Interpretable deep learning for rotator cuff calcific tendinopathy diagnosis: a multi-center study.
Authors
Affiliations (11)
Affiliations (11)
- Radiology Department, Hospital Universitario Rey Juan Carlos, Móstoles, Madrid, Spain. [email protected].
- Health Research Institute of the Jiménez Díaz Foundation (IIS-FJD), Madrid, Spain. [email protected].
- Department of Physical Therapy, Occupational Therapy, Rehabilitation and Physical Medicine, Rey Juan Carlos University, Madrid, Spain. [email protected].
- Department of Morphology and Cell Biology, Universidad de Oviedo, Oviedo, Spain. [email protected].
- Radiology Department, Hospital Universitario Rey Juan Carlos, Móstoles, Madrid, Spain.
- Health Research Institute of the Jiménez Díaz Foundation (IIS-FJD), Madrid, Spain.
- Advanced Computing and E-Science Research Group, Instituto de Física de Cantabria (IFCA), CSIC-UC, Santander, Spain.
- Department of Morphology and Cell Biology, Universidad de Oviedo, Oviedo, Spain.
- Facultad de Ciencias de la Salud, Universidad Autónoma de Chile, Santiago, Chile.
- Department of Physical Therapy, Occupational Therapy, Rehabilitation and Physical Medicine, Rey Juan Carlos University, Madrid, Spain.
- Escuela Politécnica Superior, Universidad CEU San Pablo, Madrid, Spain.
Abstract
The reliable deployment of artificial intelligence systems in medical imaging requires high diagnostic performance, robustness and interpretability.

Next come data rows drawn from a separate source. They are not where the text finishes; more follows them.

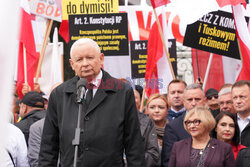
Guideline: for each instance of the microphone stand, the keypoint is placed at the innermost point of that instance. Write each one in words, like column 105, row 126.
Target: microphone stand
column 76, row 140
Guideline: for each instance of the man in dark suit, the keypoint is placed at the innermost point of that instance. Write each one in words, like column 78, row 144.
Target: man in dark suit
column 109, row 122
column 241, row 103
column 174, row 131
column 175, row 99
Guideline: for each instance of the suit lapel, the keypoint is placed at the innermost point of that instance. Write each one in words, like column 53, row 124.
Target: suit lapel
column 212, row 148
column 98, row 98
column 101, row 92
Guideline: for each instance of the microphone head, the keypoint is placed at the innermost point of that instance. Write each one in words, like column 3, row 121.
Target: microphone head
column 82, row 83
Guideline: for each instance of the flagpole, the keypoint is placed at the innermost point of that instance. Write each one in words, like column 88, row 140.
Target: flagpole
column 25, row 65
column 62, row 68
column 207, row 71
column 142, row 100
column 48, row 29
column 163, row 42
column 197, row 62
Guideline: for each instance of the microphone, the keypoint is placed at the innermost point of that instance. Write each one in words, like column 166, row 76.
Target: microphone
column 81, row 89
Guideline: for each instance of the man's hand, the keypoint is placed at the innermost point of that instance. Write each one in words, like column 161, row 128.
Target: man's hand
column 37, row 87
column 26, row 88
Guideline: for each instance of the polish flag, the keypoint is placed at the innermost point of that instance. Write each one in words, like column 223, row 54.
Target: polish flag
column 243, row 35
column 157, row 3
column 64, row 30
column 158, row 73
column 26, row 39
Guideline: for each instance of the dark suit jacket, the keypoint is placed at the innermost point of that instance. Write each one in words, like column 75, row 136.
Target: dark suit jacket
column 109, row 126
column 219, row 155
column 243, row 158
column 245, row 136
column 174, row 131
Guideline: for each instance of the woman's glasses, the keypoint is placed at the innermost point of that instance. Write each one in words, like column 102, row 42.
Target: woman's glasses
column 210, row 97
column 196, row 122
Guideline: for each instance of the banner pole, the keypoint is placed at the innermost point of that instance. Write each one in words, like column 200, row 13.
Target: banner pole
column 142, row 100
column 163, row 42
column 25, row 65
column 207, row 71
column 48, row 29
column 197, row 62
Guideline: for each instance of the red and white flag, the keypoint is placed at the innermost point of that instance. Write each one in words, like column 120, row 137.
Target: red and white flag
column 243, row 35
column 158, row 73
column 157, row 3
column 26, row 39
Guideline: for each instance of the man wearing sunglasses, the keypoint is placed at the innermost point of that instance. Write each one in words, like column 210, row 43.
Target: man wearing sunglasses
column 212, row 101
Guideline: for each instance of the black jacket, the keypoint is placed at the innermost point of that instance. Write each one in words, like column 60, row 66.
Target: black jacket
column 174, row 131
column 28, row 120
column 243, row 158
column 245, row 136
column 109, row 127
column 152, row 152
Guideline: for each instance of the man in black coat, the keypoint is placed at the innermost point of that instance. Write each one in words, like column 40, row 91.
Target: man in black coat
column 174, row 131
column 241, row 103
column 109, row 123
column 31, row 110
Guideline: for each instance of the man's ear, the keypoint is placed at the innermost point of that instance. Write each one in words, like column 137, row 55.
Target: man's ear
column 71, row 64
column 102, row 58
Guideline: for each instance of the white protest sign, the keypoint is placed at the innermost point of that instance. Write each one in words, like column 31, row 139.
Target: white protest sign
column 46, row 8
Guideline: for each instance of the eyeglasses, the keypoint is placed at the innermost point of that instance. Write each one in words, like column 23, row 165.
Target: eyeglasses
column 210, row 97
column 226, row 102
column 196, row 122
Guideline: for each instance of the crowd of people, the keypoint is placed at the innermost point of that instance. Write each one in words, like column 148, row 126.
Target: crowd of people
column 186, row 127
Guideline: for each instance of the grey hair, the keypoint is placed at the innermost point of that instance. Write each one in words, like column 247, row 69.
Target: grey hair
column 224, row 91
column 83, row 41
column 193, row 86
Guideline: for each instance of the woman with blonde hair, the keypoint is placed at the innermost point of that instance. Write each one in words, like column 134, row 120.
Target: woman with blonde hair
column 157, row 109
column 201, row 150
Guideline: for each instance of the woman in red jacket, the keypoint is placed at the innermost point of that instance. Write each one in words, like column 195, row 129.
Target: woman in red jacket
column 201, row 150
column 227, row 130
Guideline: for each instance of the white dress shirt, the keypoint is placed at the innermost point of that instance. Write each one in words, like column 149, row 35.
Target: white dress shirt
column 96, row 82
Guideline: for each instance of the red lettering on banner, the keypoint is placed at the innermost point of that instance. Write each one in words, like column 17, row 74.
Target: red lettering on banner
column 143, row 31
column 49, row 10
column 40, row 8
column 57, row 13
column 176, row 29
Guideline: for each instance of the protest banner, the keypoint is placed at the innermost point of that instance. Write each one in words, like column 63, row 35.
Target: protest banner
column 72, row 7
column 46, row 8
column 138, row 50
column 214, row 32
column 110, row 31
column 138, row 58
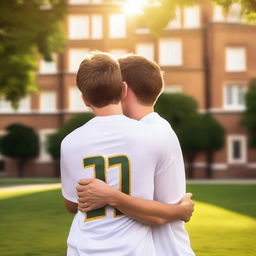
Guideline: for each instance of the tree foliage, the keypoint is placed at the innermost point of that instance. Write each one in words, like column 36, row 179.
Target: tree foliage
column 20, row 142
column 27, row 28
column 55, row 139
column 196, row 132
column 249, row 116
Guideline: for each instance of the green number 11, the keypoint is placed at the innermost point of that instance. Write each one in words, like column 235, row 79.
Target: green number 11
column 99, row 165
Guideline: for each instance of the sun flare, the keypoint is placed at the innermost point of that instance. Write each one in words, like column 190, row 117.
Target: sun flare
column 133, row 7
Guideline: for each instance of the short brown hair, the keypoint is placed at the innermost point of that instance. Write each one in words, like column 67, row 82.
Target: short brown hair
column 143, row 76
column 99, row 79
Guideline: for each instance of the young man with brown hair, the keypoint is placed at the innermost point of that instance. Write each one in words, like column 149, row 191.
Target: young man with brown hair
column 123, row 152
column 145, row 84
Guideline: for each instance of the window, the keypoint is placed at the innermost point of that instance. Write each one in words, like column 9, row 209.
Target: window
column 43, row 135
column 117, row 26
column 170, row 52
column 48, row 101
column 146, row 50
column 234, row 97
column 80, row 2
column 233, row 15
column 117, row 53
column 173, row 89
column 235, row 59
column 237, row 149
column 76, row 56
column 78, row 26
column 48, row 67
column 85, row 27
column 176, row 22
column 24, row 106
column 75, row 101
column 96, row 27
column 192, row 17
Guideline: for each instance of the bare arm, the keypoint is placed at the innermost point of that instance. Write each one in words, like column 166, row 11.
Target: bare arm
column 70, row 206
column 94, row 193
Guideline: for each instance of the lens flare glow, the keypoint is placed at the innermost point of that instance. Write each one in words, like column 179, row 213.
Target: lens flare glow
column 133, row 7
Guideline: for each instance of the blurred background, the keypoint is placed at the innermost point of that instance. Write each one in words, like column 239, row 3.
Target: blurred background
column 207, row 51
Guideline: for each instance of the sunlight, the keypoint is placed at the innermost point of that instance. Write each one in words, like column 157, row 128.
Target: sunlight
column 132, row 7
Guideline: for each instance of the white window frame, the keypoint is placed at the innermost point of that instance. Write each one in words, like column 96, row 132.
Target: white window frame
column 186, row 22
column 176, row 22
column 44, row 156
column 170, row 64
column 73, row 107
column 71, row 68
column 113, row 27
column 243, row 140
column 86, row 30
column 235, row 106
column 228, row 66
column 41, row 102
column 177, row 88
column 149, row 46
column 117, row 53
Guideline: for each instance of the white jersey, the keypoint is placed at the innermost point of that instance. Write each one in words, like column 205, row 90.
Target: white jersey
column 170, row 239
column 125, row 153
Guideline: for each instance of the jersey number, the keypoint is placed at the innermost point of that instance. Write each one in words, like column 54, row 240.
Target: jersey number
column 99, row 165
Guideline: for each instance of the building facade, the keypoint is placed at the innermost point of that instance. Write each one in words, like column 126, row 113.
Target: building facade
column 203, row 53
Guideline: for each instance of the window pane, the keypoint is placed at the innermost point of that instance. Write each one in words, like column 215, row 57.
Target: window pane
column 79, row 1
column 192, row 17
column 236, row 59
column 117, row 53
column 48, row 67
column 218, row 13
column 170, row 53
column 236, row 149
column 240, row 95
column 48, row 101
column 229, row 95
column 76, row 56
column 117, row 26
column 176, row 22
column 75, row 101
column 78, row 27
column 96, row 27
column 146, row 50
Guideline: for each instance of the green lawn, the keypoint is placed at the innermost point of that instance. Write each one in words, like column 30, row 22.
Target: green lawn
column 33, row 221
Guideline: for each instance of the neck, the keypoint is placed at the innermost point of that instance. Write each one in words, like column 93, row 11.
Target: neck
column 109, row 110
column 138, row 111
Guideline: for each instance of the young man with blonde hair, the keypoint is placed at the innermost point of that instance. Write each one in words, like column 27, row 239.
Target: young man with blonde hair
column 145, row 83
column 122, row 152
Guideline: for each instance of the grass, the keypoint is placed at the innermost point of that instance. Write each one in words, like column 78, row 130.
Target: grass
column 33, row 220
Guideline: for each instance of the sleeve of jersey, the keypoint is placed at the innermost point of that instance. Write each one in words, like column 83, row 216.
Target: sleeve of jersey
column 169, row 180
column 68, row 182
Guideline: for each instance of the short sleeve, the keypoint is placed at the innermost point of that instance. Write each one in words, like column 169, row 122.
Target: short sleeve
column 169, row 180
column 68, row 180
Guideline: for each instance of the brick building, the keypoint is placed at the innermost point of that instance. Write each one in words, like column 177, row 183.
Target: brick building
column 203, row 53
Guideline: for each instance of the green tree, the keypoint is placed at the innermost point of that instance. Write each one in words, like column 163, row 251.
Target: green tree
column 176, row 108
column 158, row 16
column 28, row 28
column 20, row 142
column 249, row 116
column 196, row 132
column 54, row 140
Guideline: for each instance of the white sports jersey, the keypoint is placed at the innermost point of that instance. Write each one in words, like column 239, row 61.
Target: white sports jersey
column 170, row 239
column 124, row 153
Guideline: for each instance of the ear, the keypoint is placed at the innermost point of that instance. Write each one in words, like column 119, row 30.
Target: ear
column 86, row 102
column 124, row 90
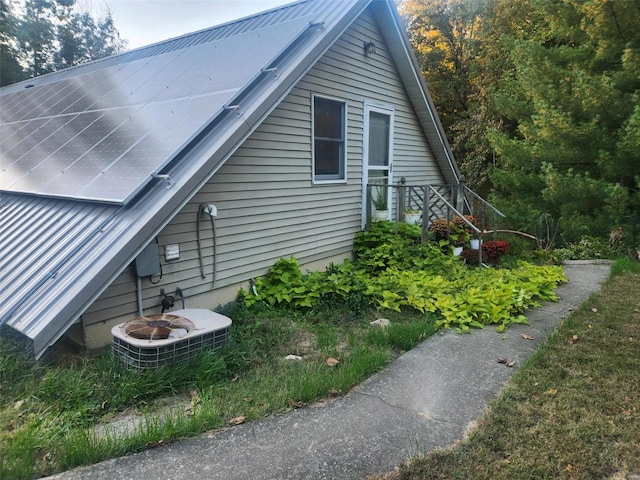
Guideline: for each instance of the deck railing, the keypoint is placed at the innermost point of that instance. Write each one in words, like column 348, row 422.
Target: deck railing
column 439, row 202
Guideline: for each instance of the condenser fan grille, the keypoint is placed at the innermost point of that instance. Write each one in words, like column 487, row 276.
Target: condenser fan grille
column 156, row 340
column 158, row 327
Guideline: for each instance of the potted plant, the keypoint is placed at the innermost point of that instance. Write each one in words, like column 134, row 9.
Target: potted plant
column 380, row 203
column 412, row 216
column 440, row 228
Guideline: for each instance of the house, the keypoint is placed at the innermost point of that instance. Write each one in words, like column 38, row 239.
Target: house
column 217, row 153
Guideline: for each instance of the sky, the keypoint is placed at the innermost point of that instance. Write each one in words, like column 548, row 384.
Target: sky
column 143, row 22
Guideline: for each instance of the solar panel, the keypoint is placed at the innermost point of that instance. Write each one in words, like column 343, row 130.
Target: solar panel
column 103, row 134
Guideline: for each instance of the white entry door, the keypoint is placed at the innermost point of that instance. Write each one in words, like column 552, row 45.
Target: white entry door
column 377, row 168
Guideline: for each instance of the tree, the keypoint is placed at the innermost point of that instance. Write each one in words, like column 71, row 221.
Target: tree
column 571, row 90
column 445, row 35
column 10, row 69
column 46, row 35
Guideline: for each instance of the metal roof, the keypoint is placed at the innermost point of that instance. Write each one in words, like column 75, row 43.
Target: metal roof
column 62, row 245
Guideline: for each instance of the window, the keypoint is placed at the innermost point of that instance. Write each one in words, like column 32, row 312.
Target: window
column 329, row 157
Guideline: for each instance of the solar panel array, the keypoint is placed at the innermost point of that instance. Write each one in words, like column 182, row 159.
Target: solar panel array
column 101, row 135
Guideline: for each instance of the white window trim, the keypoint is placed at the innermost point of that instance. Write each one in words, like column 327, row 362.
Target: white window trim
column 370, row 106
column 320, row 181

In this study, we developed and evaluated two automated frameworks for binary classification of shoulder radiographs (XRs) using deep learning (DL) and hybrid DL-machine learning (ML) approaches. A convolutional neural network (CNN) based on a fine-tuned VGG19 architecture was trained end-to-end on a large, balanced dataset of 4,268 shoulder XRs. In parallel, hybrid models were constructed by extracting deep feature representations from the trained network and combining them with traditional ML classifiers. Model performance was evaluated on independent internal (n = 480) and external (n = 308) validation sets. Both approaches achieved high discriminative performance. Paired comparison of Receiver Operating Characteristic (ROC) curves using the DeLong test revealed no statistically significant differences between the end-to-end CNN and the hybrid CNN-ML pipeline for either internal validation (AUC 0.956 vs. 0.961) or external generalization (AUC 0.940 vs. 0.942). Model interpretability was assessed using Grad-CAM and SHAP values. Our results suggest that while both frameworks are robust, the end-to-end DL approach offers a more streamlined workflow and more direct visual explainability via saliency maps. These findings support the potential of AI-based tools for shoulder XR analysis; however, prospective real-world validation, assessment under routine prevalence conditions, and direct comparison with human readers are still needed before clinical integration can be established.